Ma veniamo a noi: stante questo discorso di energia, ha decisamente più senso utilizzare un mazzo “adatto a noi” piuttosto che un mazzo famoso, o dalla fama particolarmente “esoterica”.

Molti adorano i Tarocchi zen di Osho, per esempio, mentre fra i più usati in assoluto vi sono i Tarocchi di Marsiglia, i Tarocchi di Rider Waite, i Tarocchi di Wirth, i Tarocchi di Aleister Crowley, i Tarocchi di Haindl.

Personalmente, il primo dell’elenco a me non piace, non mi dice niente, e poco mi interessa che sia usato da cartomanti famosi, come il bravissimo Jodorowsky, mentre il secondo e il terzo mi piacciono parecchio e il quarto pure; il quinto invece non l’ho avuto tra le mani, ma mi ispira, per cui prima o poi credo che lo “testerò”.

Ma veniamo, dopo tanto chiacchierare, alla recensione di oggi.
Oggi recensisco un mazzo di tarocchi sconosciuto e di nessuna importanza storica, ma che mi ha fatto emozionare sin dal primo tocco.
Il voto alto è relativo sia all’oggettiva bellezza dei disegni, sia a questa mia sensazione.

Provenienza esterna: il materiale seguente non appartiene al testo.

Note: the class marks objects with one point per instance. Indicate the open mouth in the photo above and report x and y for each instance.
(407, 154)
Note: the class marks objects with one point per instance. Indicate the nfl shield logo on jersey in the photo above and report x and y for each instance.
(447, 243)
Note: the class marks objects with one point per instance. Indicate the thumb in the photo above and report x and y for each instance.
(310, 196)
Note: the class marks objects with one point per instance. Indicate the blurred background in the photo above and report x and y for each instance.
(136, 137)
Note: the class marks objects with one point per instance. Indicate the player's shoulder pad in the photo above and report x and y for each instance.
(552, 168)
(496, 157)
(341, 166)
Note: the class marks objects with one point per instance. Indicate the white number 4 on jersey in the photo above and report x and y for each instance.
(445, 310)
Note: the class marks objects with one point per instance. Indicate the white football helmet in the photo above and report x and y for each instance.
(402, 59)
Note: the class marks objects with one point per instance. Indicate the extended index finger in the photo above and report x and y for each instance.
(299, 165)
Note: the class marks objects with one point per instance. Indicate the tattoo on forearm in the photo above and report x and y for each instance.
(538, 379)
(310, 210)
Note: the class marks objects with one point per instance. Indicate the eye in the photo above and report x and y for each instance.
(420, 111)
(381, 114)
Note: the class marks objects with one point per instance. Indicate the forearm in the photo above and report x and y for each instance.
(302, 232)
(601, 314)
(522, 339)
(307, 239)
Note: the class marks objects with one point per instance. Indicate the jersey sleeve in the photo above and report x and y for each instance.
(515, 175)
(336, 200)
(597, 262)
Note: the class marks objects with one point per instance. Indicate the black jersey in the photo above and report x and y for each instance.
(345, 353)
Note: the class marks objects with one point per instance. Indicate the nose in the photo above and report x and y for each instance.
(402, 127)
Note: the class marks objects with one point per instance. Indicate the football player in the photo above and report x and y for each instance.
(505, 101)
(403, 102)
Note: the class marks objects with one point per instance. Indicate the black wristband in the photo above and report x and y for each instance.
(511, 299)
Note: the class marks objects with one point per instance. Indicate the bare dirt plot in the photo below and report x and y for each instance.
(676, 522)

Non si tratta di un mazzo di tarocchi altamente esoterico-simbolico, ma, ripeto, poco mi importa, anche perché mi sono studiato per conto mio, e da vari autori, la simbologia di tutte le lame… che comunque, da mazzo a mazzo, cambiano sostanzialmente, anche nei tarocchi più classici come quelli prima citati, per cui torniamo al punto di prima: occorre scegliere con cura all’inizio una bacchetta-mazzo adatta-o a noi. :)

Comunque, parlo dei Tarocchi dell’incantatrice dei sogni disegnati da Marco Nizzoli e pubblicato dal solito Lo Scarabeo, editore italiano specializzato in tarocchi e carte, per l’appunto.

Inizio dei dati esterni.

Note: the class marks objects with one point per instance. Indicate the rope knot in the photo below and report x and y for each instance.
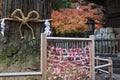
(24, 20)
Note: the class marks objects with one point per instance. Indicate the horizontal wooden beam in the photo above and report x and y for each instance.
(101, 66)
(15, 74)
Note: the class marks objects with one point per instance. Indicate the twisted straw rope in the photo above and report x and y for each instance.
(24, 20)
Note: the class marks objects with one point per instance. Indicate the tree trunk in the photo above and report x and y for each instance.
(12, 45)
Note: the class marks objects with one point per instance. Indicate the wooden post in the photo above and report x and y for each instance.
(97, 62)
(43, 56)
(92, 58)
(110, 69)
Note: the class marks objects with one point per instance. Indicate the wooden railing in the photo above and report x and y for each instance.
(63, 42)
(107, 47)
(100, 66)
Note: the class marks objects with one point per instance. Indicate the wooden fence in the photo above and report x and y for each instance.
(70, 43)
(107, 47)
(65, 43)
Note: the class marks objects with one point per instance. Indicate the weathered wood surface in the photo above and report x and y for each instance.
(12, 47)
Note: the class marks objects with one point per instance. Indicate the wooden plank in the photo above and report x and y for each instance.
(101, 66)
(110, 69)
(15, 74)
(44, 56)
(64, 38)
(92, 61)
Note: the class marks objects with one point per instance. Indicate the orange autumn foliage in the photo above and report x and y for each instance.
(70, 21)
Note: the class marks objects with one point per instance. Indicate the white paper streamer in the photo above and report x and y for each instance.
(47, 28)
(3, 26)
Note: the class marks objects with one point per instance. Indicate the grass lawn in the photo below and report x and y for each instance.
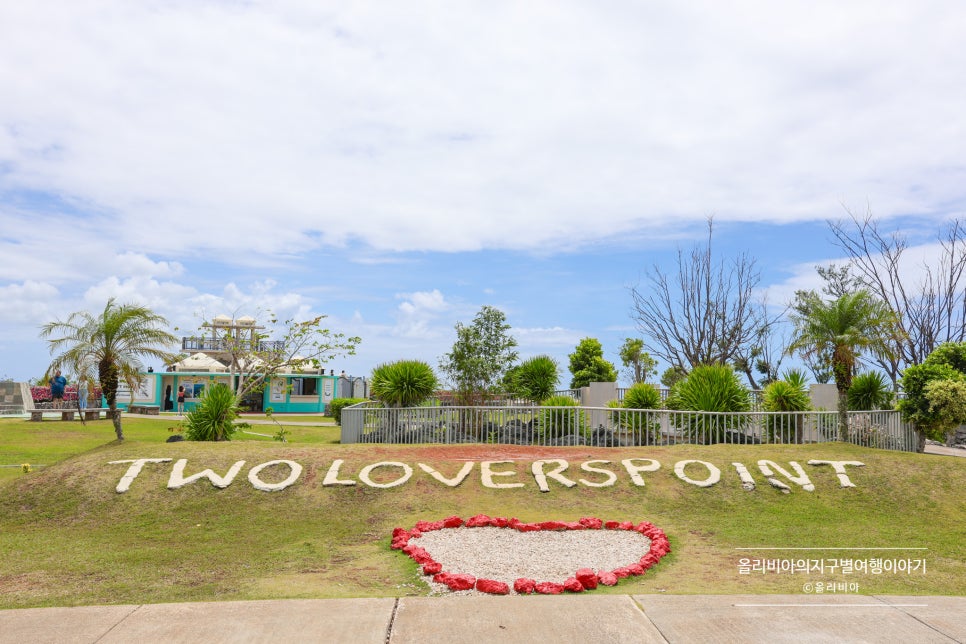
(67, 538)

Tutto il mazzo è esteticamente spettacolare, almeno ai miei occhi, tanto lame maggiori quanto lame minori (cosa rara, visto che spesso c’è una forte discrepanza qualitativa tra i due gruppi di arcani)… certo, non vi troverete il simbolismo minuzioso dei Tarocchi di Wirth, o quello persino sfrenato dei Tarocchi di Crowley, ma non importa: alla fine ogni disegno è un simbolo, un archetipo, e una volta che si hanno chiari in mente i vari personaggi, dal Battiloro al Matto, poco importa che nella specifica carta il fiore sia già sbocciato o meno, per fare un esempio specifico di simbolismo.

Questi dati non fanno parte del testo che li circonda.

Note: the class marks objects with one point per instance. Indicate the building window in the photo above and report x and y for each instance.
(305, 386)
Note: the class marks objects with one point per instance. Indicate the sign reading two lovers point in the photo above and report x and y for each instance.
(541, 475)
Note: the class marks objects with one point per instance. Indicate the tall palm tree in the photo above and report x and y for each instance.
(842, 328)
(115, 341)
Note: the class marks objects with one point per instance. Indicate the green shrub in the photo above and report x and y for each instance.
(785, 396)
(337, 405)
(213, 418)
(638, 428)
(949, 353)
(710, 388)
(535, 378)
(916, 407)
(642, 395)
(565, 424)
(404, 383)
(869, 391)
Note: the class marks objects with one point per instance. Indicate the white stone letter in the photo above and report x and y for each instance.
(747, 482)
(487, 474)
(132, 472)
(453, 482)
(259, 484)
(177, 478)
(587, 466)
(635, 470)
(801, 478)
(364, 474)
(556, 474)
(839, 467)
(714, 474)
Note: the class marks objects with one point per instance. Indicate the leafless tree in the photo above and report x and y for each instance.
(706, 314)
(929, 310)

Mazzo di tarocchi poco classico, dunque, peraltro sempre riferito a personaggi femminili, e con una forte connotazione fantastica.
Sarà che siamo su Una vita fantastica, ma codesti Tarocchi dell’incantatrice dei sogni mi sono piaciuti proprio tanto, tanto che spessissimo li uso per le mie letture.